On ne peut que prolonger son existence. Encore devrait-il être mort la nuit même de sa blessure s'il ne possédait une constitution aussi exceptionnelle. Pourtant... ajouta-t-il après un instant de réflexion, il ne cherche pas à vivre. Il ne m'aide pas !

Que voulez-vous dire ? demanda Catherine.

— Qu'il ne désire plus vivre ! On dirait... oui, on dirait qu'il est heureux de mourir ! Je n'ai jamais vu un homme assister avec autant de calme à sa propre fin.

— Mais je veux qu'il vive ! s'insurgea la jeune femme. Il faut l'y obliger !

— Tu n'y peux rien ! C'est ainsi ! Je crois qu'il pense sa mission terrestre terminée depuis que tu as retrouvé ton époux.

— Vous voulez dire... que je ne l'intéresse plus ?

— Tu ne l'intéresses que trop, selon moi ! Et c'est pour cela, j'imagine, qu'il est content de mourir...

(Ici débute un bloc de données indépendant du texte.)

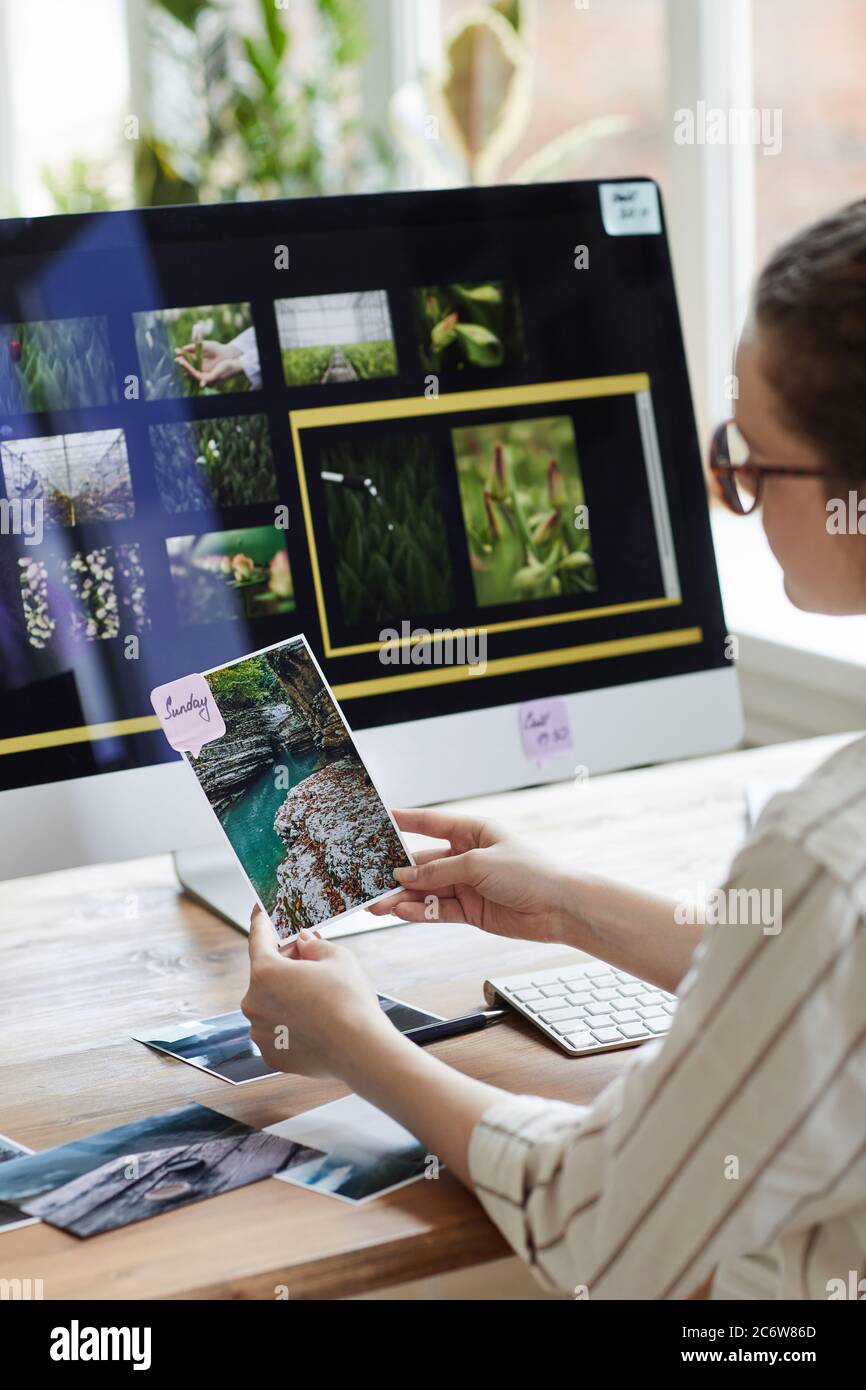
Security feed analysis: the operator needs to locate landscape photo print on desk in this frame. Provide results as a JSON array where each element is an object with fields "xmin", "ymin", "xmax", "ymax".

Cette fois Catherine ne répondit pas. Elle comprenait ce que voulait dire le petit médecin. Maintenant qu'elle avait repris Arnaud, Gauthier pensait qu'il n'y avait plus de place pour lui dans sa vie et il ne se sentait peut-être pas le courage, après avoir été le compagnon des jours noirs, d'assister à leur bonheur... Elle pouvait comprendre cela, encore qu'elle se reprochât maintenant, comme un crime, la nuit de Coca. En le sauvant de la folie, elle avait mis l'irréparable entre eux. De toute manière, il fallait que Gauthier quittât l'épouse d'Arnaud de Montsalvy...

— Combien de temps vivra-t-il encore ? demanda-t-elle.

Abou haussa les épaules.

— Qui peut savoir ? Quelques jours peut-être, mais je pencherais plutôt pour quelques heures. Il s'épuise vite... pourtant j'avais espéré l'aide bienfaisante qu'apporte aux blessés l'air de la mer !

La mer ! Catherine l'avait regardée avec une stupeur incrédule du haut d'une colline. Elle s'étalait à perte de vue, scintillante, soyeuse, d'un bleu profond et somptueux dans lequel le soleil allumait des diamants.

Elle sertissait une plage blonde et douce comme une chevelure de femme, une ville immense', d'une éblouissante blancheur, dominée par un château fort tout blanc lui aussi, un port où dansaient des navires aux voiles multicolores... De grands palmiers balançaient leurs panaches vert sombre au vent de la mer, contre l'aveuglant ciel bleu.